The Dopamine hit always wins
If we learned anything this week, it is that it is virtually impossible to censor the hive on the net. The media attempt to crucify a bunch of Catholic schoolboys was stopped by a titanic blowback by tens of thousands of unconnected individuals that only crashing Facebook and Twitter for four days could have stopped. One expects massive reordering in the media business over the next six months, as bosses figure out how to prevent the next horror show. This will only add to their current attrition. The Washington Post reported yesterday that Buzzfeed, HuffPost, Gannet, Vice, Vox, Mic, Refinery 29, etc have shed up to 10% of their staff recently. At Conde Nast, the once titanic Vogue is losing $150 million a year, and lynchpin Glamour, which once had a circulation of over a million has gone digital. I wouldn’t want to be sitting in a newsroom these days. Attrition is across the board and the only survivors are small operations who are hitting the actual news with regularity, and these, at present, are almost exclusively on the right and 100% digital. The Atlantic is now supported by Steve Jobs widow, and it will be a while before she gets tired of losing a hundred million a year. But she will tire of it.
I won’t belabor the media shaming of last weekend, but when I went through on-the-job training at Time Magazine before it was turned into a piece of garbage, both errors – #CovingtonBoys and Buzzfeed’s claim that Trump told his sleazy lawyer to lie to the FBI – would have led to the wholesale firing of every single individual involved. Today, of course, that would have meant that every single newspaper, magazine and network news show would have lost 80% of their reporters, editors and fact checkers, not that these latter exist anymore.
People on the right have for the past five years panicked at the attempts of the millennials in Silicon Valley to censor right-of-center thought and posters of said thought. Facebook alone has 15,000 moderators trying to work out what is acceptable speech. This has led, hilariously enough to the demand for regulation and even trust busting by ‘public intellectuals’ who have built their careers on calling for less government.
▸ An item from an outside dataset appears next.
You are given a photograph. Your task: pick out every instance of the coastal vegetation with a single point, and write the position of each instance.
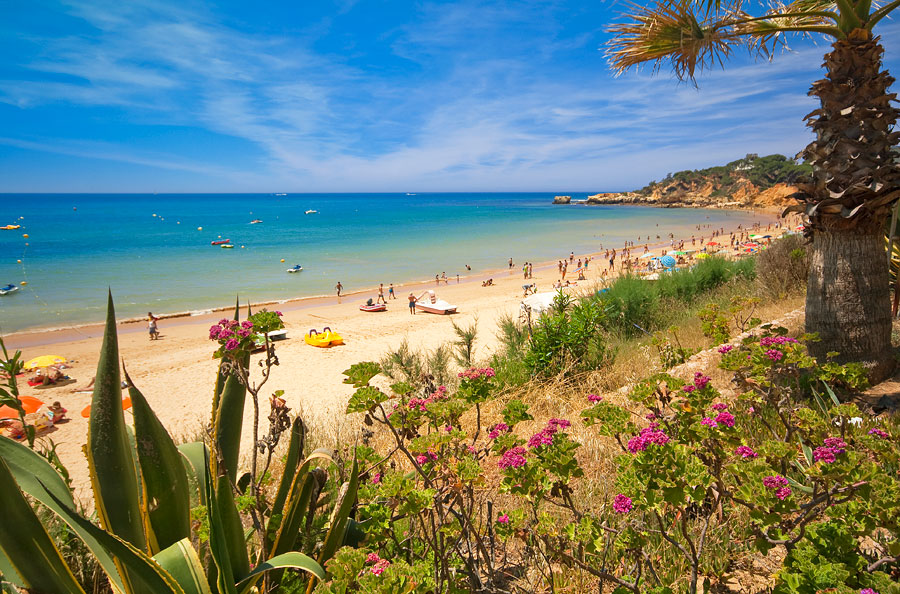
(855, 173)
Over Christmas, the New York Times explained to us rubes just how diligent the digital emperors are in rooting out disallowed speech:
The guidelines for identifying hate speech, a problem that has bedeviled Facebook, run to 200 jargon-filled, head-spinning pages. Moderators must sort a post into one of three “tiers” of severity. They must bear in mind lists like the six “designated dehumanizing comparisons,” among them comparing Jews to rats.
In the December issue of Wired Magazine, an essayist compared Alex Jones to Voldemort and attempted to prove that Jones had to be de-platformed because he was evil. The writer then proceeds to call for a culture-wide disallowing of thought with which he disagrees.
Legislators, courts, users, and the platforms themselves have to be involved. There are some precedents we could use from older technologies. Some updated version of the fairness doctrine, which required radio and television stations to devote time to issues of public importance and seek out a multiplicity of views, could be revived for the digital age. We could come up with a kind of Fair Credit Reporting Act that gives users a right to challenge a platform banishment. There could be antitrust actions against centralized platforms (along with user protections), or upstarts could offer alternatives (with better business models). As with most social problems, we have to accept that there is no single, perfect solution, no avoiding trade-offs, and also that inaction is a decision too.
Good luck with that baby-people. The insults, mockery, job losses, humiliations, of the last few days indicates that there is no stopping humans addicted to the dopamine hit of truth-telling. Maybe try some.